Closed Stareru closed 2 years ago
I submitted "dev.json" to codalab and this resulted in SF1=1.00. Might there be some differences between the local script "evaluate.py" and the script online for evaluation in codalab?
Hi,
You're correct that there was a discrepancy between the evaluation script in the repo and the one on codalab. I've corrected this now. Let me know if you still see the difference.
Hi, we just use the same submitted file for testing, online score is about 9% lower than local.
Sorry,
I have just submitted my results again, but it seems that the gap still exists.
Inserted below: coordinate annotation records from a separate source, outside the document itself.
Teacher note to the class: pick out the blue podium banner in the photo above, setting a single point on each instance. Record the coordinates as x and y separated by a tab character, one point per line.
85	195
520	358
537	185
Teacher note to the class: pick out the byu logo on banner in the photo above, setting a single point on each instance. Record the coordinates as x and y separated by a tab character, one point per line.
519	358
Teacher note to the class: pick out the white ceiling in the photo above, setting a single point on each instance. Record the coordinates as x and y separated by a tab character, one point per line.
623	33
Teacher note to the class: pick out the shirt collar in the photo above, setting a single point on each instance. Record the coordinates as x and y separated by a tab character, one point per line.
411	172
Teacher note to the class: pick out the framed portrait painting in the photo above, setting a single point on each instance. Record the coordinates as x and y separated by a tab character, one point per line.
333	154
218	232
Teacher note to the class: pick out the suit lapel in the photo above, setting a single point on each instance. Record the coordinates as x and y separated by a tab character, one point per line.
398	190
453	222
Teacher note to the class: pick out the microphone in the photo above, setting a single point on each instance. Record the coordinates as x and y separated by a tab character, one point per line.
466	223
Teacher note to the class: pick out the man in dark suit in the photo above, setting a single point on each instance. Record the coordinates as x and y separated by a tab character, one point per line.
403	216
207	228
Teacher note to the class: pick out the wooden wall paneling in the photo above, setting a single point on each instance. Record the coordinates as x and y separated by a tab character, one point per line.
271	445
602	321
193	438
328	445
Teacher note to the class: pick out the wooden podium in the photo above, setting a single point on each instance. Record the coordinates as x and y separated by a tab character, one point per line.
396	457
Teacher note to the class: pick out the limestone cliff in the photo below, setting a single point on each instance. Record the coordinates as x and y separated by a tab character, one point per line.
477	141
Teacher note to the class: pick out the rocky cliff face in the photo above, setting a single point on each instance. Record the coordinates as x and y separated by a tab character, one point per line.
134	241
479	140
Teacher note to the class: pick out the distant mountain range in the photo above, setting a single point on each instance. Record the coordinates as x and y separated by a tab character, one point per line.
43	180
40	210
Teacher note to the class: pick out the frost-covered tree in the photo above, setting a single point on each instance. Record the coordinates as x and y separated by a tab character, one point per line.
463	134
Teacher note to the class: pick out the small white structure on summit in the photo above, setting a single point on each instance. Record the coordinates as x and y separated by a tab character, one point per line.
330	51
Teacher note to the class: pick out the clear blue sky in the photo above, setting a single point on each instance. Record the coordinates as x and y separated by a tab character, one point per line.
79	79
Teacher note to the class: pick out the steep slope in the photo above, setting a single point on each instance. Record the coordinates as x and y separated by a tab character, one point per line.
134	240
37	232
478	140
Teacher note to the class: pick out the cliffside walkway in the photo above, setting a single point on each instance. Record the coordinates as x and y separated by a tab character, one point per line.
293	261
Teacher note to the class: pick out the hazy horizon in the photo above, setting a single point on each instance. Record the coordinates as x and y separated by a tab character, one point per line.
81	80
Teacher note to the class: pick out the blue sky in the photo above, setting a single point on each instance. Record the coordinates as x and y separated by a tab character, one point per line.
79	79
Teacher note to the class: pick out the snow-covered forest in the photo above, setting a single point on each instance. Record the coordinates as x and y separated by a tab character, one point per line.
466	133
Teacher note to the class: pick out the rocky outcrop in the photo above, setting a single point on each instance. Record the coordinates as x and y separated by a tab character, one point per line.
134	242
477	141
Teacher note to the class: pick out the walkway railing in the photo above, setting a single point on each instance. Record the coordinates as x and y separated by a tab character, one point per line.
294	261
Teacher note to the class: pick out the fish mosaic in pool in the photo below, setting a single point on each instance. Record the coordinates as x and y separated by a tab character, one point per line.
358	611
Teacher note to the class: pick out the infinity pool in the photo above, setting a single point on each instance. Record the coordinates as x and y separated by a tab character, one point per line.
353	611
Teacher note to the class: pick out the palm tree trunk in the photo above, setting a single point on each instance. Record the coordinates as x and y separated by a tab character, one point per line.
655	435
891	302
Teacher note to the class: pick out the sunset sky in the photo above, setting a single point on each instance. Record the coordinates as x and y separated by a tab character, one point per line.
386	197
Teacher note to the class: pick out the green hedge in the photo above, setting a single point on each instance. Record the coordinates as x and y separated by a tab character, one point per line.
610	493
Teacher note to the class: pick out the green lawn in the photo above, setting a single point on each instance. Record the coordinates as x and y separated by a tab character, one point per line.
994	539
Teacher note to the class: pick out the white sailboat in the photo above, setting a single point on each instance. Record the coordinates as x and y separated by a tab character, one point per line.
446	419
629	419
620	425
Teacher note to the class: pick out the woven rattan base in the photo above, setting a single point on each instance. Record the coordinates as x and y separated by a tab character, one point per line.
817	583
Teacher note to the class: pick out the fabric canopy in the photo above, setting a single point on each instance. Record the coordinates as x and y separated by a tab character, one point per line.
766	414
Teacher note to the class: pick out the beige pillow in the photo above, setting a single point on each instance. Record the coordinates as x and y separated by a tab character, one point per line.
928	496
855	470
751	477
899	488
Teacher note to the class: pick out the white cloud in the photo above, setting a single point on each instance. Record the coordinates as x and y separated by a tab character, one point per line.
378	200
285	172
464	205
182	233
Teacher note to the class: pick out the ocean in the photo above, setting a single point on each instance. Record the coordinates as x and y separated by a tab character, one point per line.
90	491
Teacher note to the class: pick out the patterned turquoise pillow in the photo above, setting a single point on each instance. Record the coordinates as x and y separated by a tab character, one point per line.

I submitted on Friday and I noticed a 4% decline in performance online. I'm voting to reopen this issue ;)
Thanks! 🙋🏻♂️
Thanks to @akutuzov , finally figured out what was going on. Codalab runs python 2.7.13 to run the evaluation scripts and uses floor division by default :/ So there were incorrect values being returned without error messages in several functions. Added from __future__ import division
and should be solved now. Thanks again for pointing this problem out and sorry for the inconvenience.
I'll close the issue for now, but if you see any further problems, feel free to reopen.
Hello, I have evaluated my predictions locally with "./evaluation/evaluates.py" and "dev.json" (the latest version) as the gold file before submitted them to Codalab. However, results from online evaluation are much lower than my local results (espeically for norec, a 9.4 drop in SF1). Am I using the wrong gold file? Thank you!